Upgrade the Deep Security Agent

Software upgrades can be initiated through Deep Security Manager or a third-party deployment system.

Upgrade all Deep Security Relays before you upgrade any Deep Security Agent. If you do not upgrade your relays first, software upgrades may fail. See also Upgrade the Deep Security Relay.

Upgrade when the computers are less busy.

In this topic:

Upgrade the agent starting from an alert

When a new agent software version is available, a message appears on Alerts.

  1. In the alert, click Show Details and then click View all out-of-date computers.
    Computers appears, displaying all computers where Software Update Status is Out-of-Date.
  2. Continue with Upgrade the agent from the Computers page or Upgrade the agent by running the installer manually.

Upgrade multiple agents at once

  1. In Deep Security Manager, go to Administration > Updates > Software.
  2. In the main pane, look under the Computers section to see whether any computers or virtual appliances are running agents for which upgrades are available. The check is only performed against software that has been imported into Deep Security, not against software available from the Download Center.
  3. Click Upgrade Agent / Appliance Software to upgrade all out-of-date computers.

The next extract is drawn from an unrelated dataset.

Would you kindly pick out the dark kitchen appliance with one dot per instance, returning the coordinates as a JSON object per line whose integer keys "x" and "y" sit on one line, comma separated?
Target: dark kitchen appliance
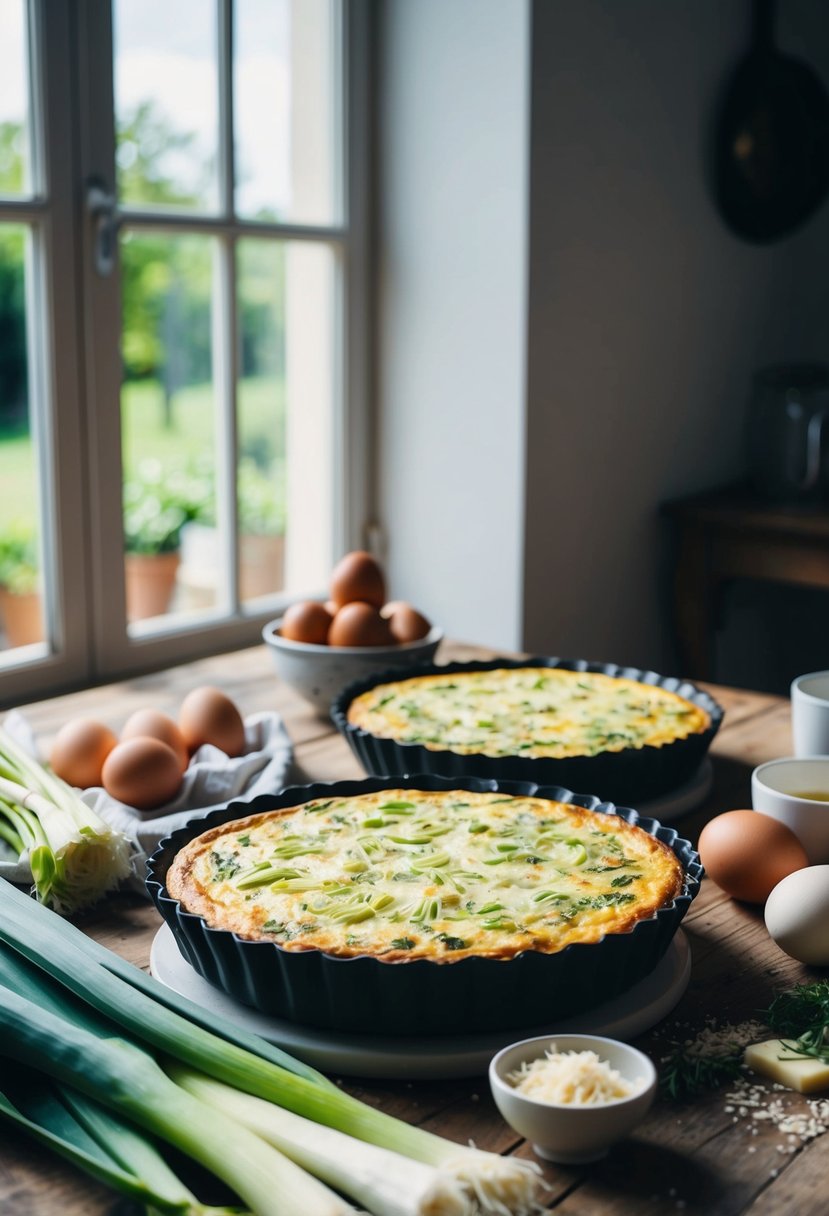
{"x": 788, "y": 433}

Upgrade the agent from the Computers page

  1. In Deep Security Manager, go to Computers, and then:
    • Right-click the computer(s) that you want to upgrade, and select Actions > Upgrade Agent Software.


    • Select the computer(s) that you want to upgrade, click the Actions button near the top and select Upgrade Agent Software.


    • Double-click a computer that you want to upgrade and on the Computer details dialog box, click the Upgrade Agent button.

    You must upgrade your relays before your agents to prevent failures. Learn more. To identify a relay, look for the relay icon ().

  2. In the dialog box that appears, select the Agent Version. We recommend that you select the default Use the latest version for platform (X.Y.Z.NNNN). Click Next.

Upgrade the Linux agent on activation

If Deep Security Agent is installed on Linux, you can choose to automatically upgrade the agent to the newest software version that's compatible with Deep Security as a Service when the agent is activated or reactivated. For details, see Automatically upgrade agents on activation.

Upgrade the agent by running the installer manually

Sometimes you may not be able to upgrade the agent software from the Deep Security Manager because of connectivity restrictions, or you may prefer to deploy upgrades using a third-party system. If so, you can upgrade the agent software using an installer that you have copied to the computer.

Download the new agent software either from the Download Center, or by exporting it from the Deep Security Manager (see Get Deep Security Agent software). Then run the installer. Method varies by operating system.

Upgrade the agent on Windows

  1. Disable agent self-protection. To do this, on the Deep Security Manager, go to Computer editorTo open the Computer editor, go to the Computers page and double-click the computer that you want to edit (or select the computer and click Details). > Settings > General. In Agent Self Protection, and then either deselect Prevent local end-users from uninstalling, stopping, or otherwise modifying the Agent or enter a password for local override.
  2. Copy the agent installer to the computer.
  3. Run the agent installer. It will detect the previous agent and perform the upgrade.

Upgrade the agent on Linux

  1. Copy the agent installer to the computer.
  2. Run the following command:
    rpm -U <new agent installer rpm>

(The "-U" argument instructs the installer to perform an upgrade.)